Apesar de ter encontrado um labirinto de obstáculos, Sharine geriu com sucesso a sua carreira e é, neste momento, Diretora Executiva de duas empresas de tecnologia: Curialex.com e Tradeasy.io, ambas na fase de lançamento do MVP (Produto Mínimo Viável). A primeira está relacionada com o Comércio Internacional Digital e o outro diz respeito à Inteligência Artificial para o Comércio Internacional e Assuntos Jurídicos. Atualmente, está centrada neste último projeto de aplicação da inteligência artificial e inovação para o Direito e para a internacionalização. Tem competido em desafios nacionais e internacionais e é convidada a apresentar a sua solução jurídica em Haia.

Sharine desenvolve testes e feedback com potenciais utilizadores. Neste momento, a sua vida está concentrada no desenvolvimento de produtos digitais que possam atender às necessidades dos clientes.  A melhoria constante do produto é o seu foco. Tal requer trabalho e estudo diários, bem como um desenvolvimento permanente e disciplinado de novas competências digitais.

Quanto ao futuro, ela pretende desenvolver protocolos com universidades e centros de investigação para conceber cursos de Realidade Aumentada. Está a terminar um curso de Realidade Virtual e Aumentada na AICEP e descobriu que os modelos preditivos de aprendizado de máquinas são utilizados para a realidade aumentada.   Isto interliga o seu domínio de trabalho com a formação. Quanto ao Direito, ela pretende estabelecer parcerias com faculdades e firmas de advogados para testar as suas ferramentas.

Tenciona permanecer em Portugal e prosseguir com os seus estudos de pós-graduação em Criação e Desenvolvimento de Negócios no Instituto Superior de Contabilidade e Administração do Porto.
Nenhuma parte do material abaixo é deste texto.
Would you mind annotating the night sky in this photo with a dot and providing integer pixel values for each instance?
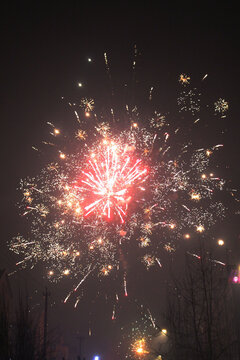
(44, 52)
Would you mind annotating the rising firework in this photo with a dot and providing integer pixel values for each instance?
(111, 184)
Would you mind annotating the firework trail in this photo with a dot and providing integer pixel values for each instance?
(111, 184)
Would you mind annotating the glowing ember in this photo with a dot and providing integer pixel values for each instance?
(109, 181)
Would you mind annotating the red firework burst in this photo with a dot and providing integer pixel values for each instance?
(109, 180)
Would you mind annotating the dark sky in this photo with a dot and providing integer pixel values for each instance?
(44, 51)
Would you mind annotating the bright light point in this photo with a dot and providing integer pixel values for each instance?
(195, 196)
(200, 228)
(109, 181)
(220, 242)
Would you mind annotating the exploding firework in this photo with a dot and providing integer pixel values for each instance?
(110, 185)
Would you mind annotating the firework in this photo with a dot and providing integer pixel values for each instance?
(109, 186)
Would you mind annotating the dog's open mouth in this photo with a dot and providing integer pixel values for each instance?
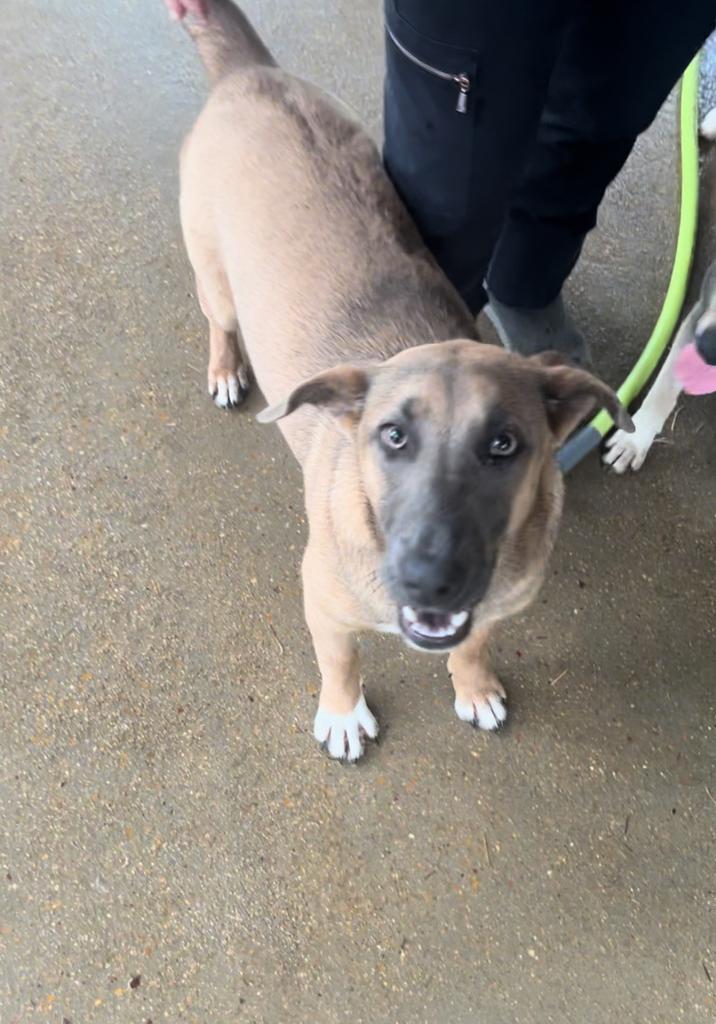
(434, 630)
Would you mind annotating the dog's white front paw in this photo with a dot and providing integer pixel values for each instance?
(629, 450)
(228, 388)
(342, 734)
(485, 711)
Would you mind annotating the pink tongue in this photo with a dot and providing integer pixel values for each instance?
(695, 376)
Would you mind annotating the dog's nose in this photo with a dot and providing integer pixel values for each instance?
(706, 344)
(429, 584)
(430, 572)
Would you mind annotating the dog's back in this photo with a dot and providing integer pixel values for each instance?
(285, 200)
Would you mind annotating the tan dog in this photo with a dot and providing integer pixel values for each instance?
(431, 489)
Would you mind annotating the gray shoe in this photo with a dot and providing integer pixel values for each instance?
(531, 331)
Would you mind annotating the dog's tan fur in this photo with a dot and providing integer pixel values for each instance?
(295, 232)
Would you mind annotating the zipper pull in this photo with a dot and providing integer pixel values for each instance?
(464, 85)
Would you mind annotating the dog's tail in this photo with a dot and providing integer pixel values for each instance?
(227, 40)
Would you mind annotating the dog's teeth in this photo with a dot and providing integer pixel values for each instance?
(458, 620)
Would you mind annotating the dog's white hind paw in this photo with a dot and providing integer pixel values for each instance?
(708, 125)
(341, 735)
(625, 450)
(485, 712)
(228, 388)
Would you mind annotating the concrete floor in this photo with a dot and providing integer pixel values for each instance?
(172, 845)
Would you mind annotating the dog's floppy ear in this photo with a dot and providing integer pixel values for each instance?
(571, 394)
(340, 391)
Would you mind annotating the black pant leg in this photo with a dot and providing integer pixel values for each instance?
(617, 68)
(455, 157)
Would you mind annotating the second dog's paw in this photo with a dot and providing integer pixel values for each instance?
(485, 711)
(625, 450)
(708, 125)
(341, 735)
(228, 388)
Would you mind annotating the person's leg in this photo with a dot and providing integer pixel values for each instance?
(617, 67)
(457, 135)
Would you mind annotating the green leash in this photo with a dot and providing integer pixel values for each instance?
(590, 436)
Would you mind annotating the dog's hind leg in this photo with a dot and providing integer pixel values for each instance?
(227, 373)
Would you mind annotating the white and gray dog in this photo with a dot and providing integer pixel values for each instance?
(699, 328)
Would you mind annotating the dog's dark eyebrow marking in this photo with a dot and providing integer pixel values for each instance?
(408, 409)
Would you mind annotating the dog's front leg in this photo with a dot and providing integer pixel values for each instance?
(343, 717)
(478, 694)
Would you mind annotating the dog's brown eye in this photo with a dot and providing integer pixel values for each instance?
(392, 436)
(502, 445)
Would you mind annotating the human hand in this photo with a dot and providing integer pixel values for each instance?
(180, 8)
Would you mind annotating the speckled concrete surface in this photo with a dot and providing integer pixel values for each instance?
(172, 845)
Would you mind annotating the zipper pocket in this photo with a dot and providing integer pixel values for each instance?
(462, 81)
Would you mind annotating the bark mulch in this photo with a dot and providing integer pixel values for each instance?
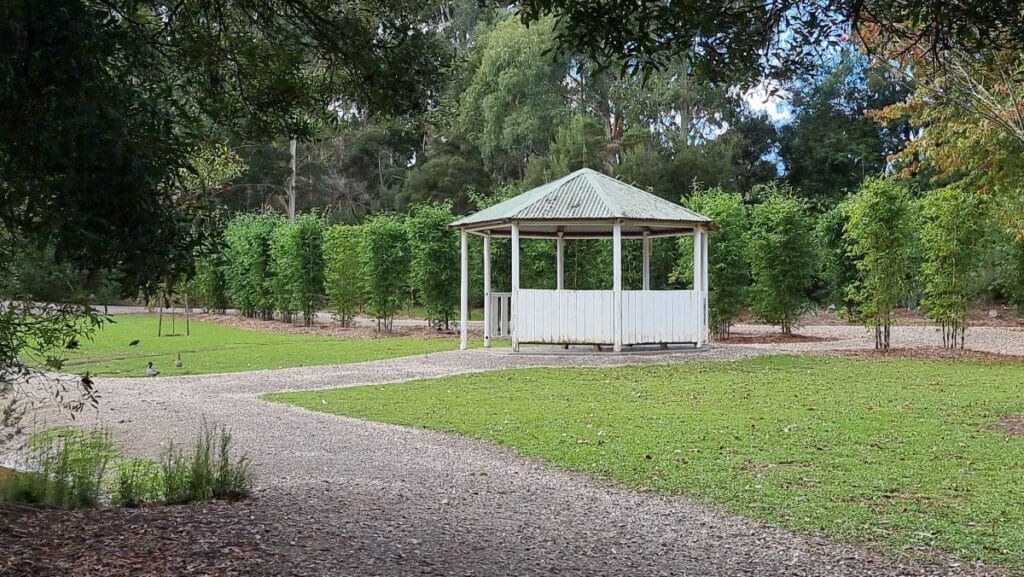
(925, 353)
(768, 338)
(216, 538)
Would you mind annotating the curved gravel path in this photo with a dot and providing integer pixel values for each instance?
(341, 496)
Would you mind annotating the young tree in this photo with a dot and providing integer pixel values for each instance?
(384, 256)
(729, 271)
(954, 219)
(782, 258)
(434, 268)
(342, 278)
(881, 234)
(837, 269)
(297, 255)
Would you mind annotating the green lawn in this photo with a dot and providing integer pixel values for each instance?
(218, 348)
(900, 454)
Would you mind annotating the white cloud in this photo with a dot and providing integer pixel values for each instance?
(768, 97)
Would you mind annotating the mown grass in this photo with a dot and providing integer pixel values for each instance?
(218, 348)
(901, 454)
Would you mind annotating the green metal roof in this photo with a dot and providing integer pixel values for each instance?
(584, 195)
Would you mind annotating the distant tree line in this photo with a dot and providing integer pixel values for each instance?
(886, 247)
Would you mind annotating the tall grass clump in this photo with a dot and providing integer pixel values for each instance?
(209, 471)
(136, 482)
(68, 468)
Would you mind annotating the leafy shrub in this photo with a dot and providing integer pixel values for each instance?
(782, 259)
(384, 258)
(297, 265)
(881, 233)
(248, 262)
(136, 482)
(728, 274)
(342, 278)
(954, 218)
(434, 263)
(210, 284)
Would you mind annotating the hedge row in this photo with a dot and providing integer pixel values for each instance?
(272, 268)
(883, 248)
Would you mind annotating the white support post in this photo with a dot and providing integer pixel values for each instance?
(486, 291)
(704, 285)
(464, 293)
(698, 284)
(560, 261)
(616, 285)
(646, 261)
(515, 287)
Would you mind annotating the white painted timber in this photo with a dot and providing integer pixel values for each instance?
(487, 308)
(616, 286)
(499, 322)
(564, 316)
(515, 286)
(646, 261)
(698, 280)
(560, 261)
(464, 293)
(704, 314)
(585, 317)
(651, 317)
Devido ao conteúdo do curso, acredita que pode formalizar os seus conhecimentos em negócios digitais e formar outros sonhadores que queiram requalificar a si próprios.

Um desejo do fundo do seu coração: voltar à Universidade para ensinar.

Sharine diz que todos concordarão que viver no exterior força-nos a desenvolver um sentido claro de si mesmo.  A migração é uma mudança de identidade, implica um compromisso profundo e de mente aberta com uma nova cultura. Deve cultivar a capacidade de lutar honrosamente. Está a competir contra toda a gente, as oportunidades são escassas e tem de criar o seu próprio espaço. Ela acredita que o desafio de um migrante é empenhar-se na conquista do seu próprio espaço, construindo-o com respeito, honestidade e cuidado.

Sem dúvida que o nome Sharine representa uma mulher forte e bem-sucedida que acredita genuinamente que o Direito é muito mais do que uma forma de ganhar a vida. Ela considera o Direito um modo de vida: tem desejo de ajudar, de resolver problemas e de dar orientação e conselhos àqueles que destes necessitam.

Como portugueses, temos sorte em tê-la no nosso país.